—Votre terre de Lirichiki! dit Pierrot qui ne pouvait pas s'habituer aux noms chinois.
—De Li-chi-ki-ri-bi-ni, reprit Horribilis, celle qui a vingt lieues de tour, et qui est toute fermée de hautes murailles entre lesquelles courent des milliers de tigres, de lions, de sangliers, de cerfs et de chevreuils. C'est le plus beau domaine de la Chine. Je te la donne.
—Vous me la donnez? s'écria Pierrot frémissant de joie à la pensée des belles chasses qu'il y pourrait faire. Ce n'est pas possible, seigneur, et votre générosité...
—Que parles-tu de générosité? Ne te dois-je pas tout, et pourrai-je jamais m'acquitter envers toi? n'as-tu pas sauvé ma race et mon trône?
—C'est-à-dire, reprit Pierrot, le trône de votre auguste père, qui doit un jour vous appartenir.
—Nous ne nous entendons pas, à ce qu'il paraît, ami Pierrot.
—Je le crains, pensa le grand connétable subitement refroidi.

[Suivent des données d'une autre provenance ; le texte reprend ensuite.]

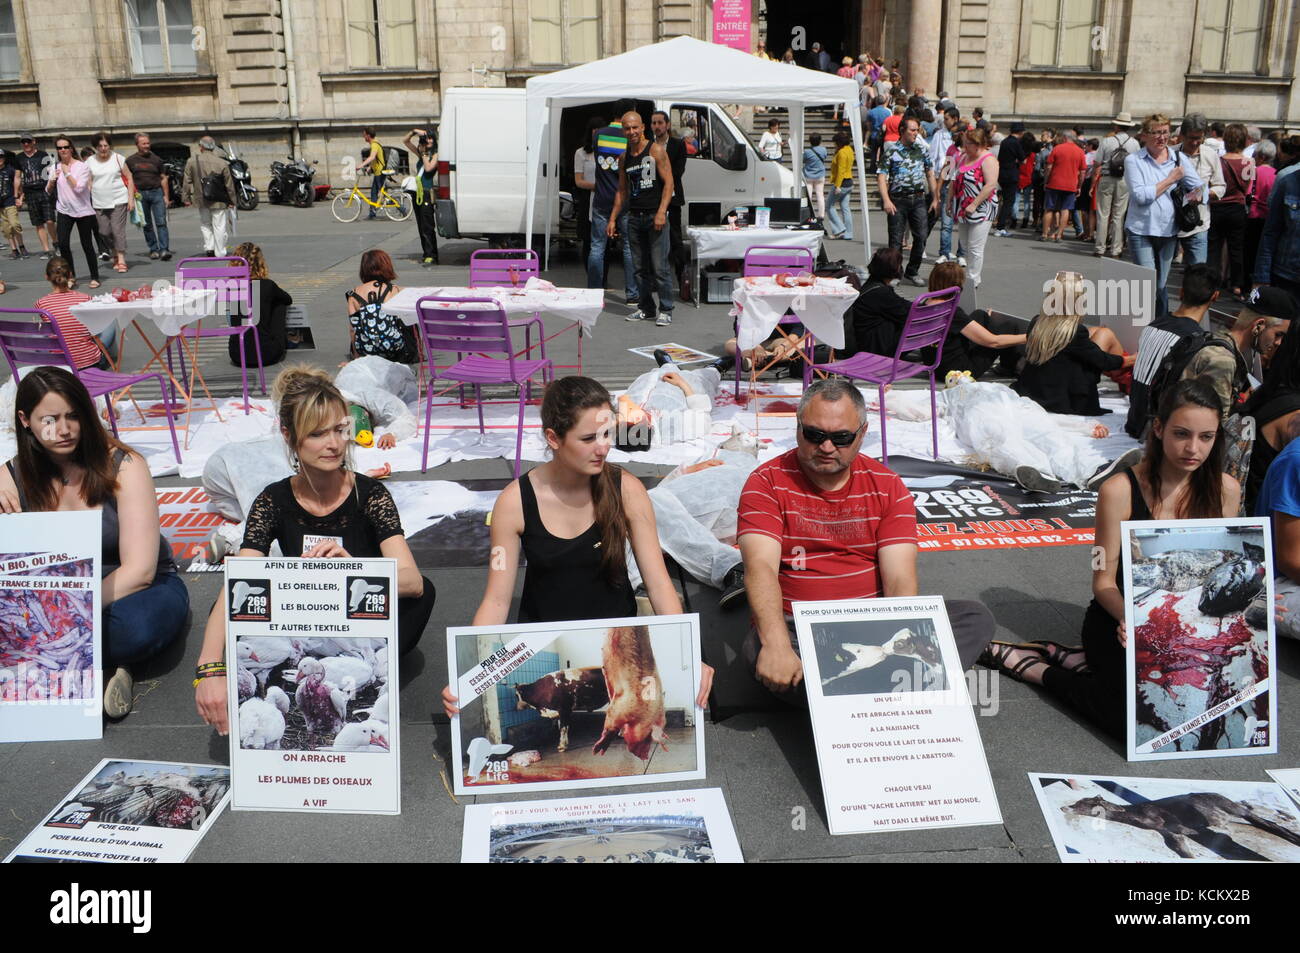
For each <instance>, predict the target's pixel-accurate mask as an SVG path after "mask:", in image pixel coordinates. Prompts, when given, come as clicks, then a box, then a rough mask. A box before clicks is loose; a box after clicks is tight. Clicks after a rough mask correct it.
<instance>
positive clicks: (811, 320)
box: [731, 278, 858, 350]
mask: <svg viewBox="0 0 1300 953" xmlns="http://www.w3.org/2000/svg"><path fill="white" fill-rule="evenodd" d="M735 285H736V286H735V290H733V291H732V304H733V307H732V311H731V313H732V316H733V317H737V316H738V317H740V322H738V330H737V334H736V338H737V341H738V343H740V347H741V348H742V350H749V348H750V347H758V346H759V345H762V343H763V342H764V341H766V339H767V335H768V334H771V333H772V329H774V328H776V322H777V321H780V320H781V316H783V315H784V313H785V312H787V309H790V311H793V312H794V313H796V315H798V319H800V321H802V322H803V326H805V328H806V329H807V330H809V332H811V333H813V335H814V337H815V338H816V339H818V341H820V342H822V343H823V345H829V346H831V347H844V312H845V311H848V309H849V308H850V307H852V306H853V302H855V300H857V298H858V293H857V291H855V290H854V289H853V285H850V283H849V281H848V280H846V278H818V280H816V285H814V286H813V287H781V286H780V285H777V283H776V280H775V278H737V280H736V283H735Z"/></svg>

—Je te laisse toutes les charges que mon père t'a données; j'y ajoute le don de ma terre de Li-chi-ki-ri-bi-ni, et je fais de toi mon bras droit et mon premier ministre; mais à une condition: c'est que tu me prêteras ton aide pour devenir roi et détrôner Vantripan.
—Détrôner Vantripan, mon bienfaiteur! s'écria Pierrot.
—Il veut se faire payer plus cher, pensa Horribilis. C'est étonnant, l'ambition de ces gens de peu. Écoute, ajouta-t-il, est-ce trop peu du don de ma terre et veux-tu que j'y joigne le royaume du Tibet et la main de ma soeur Bandoline?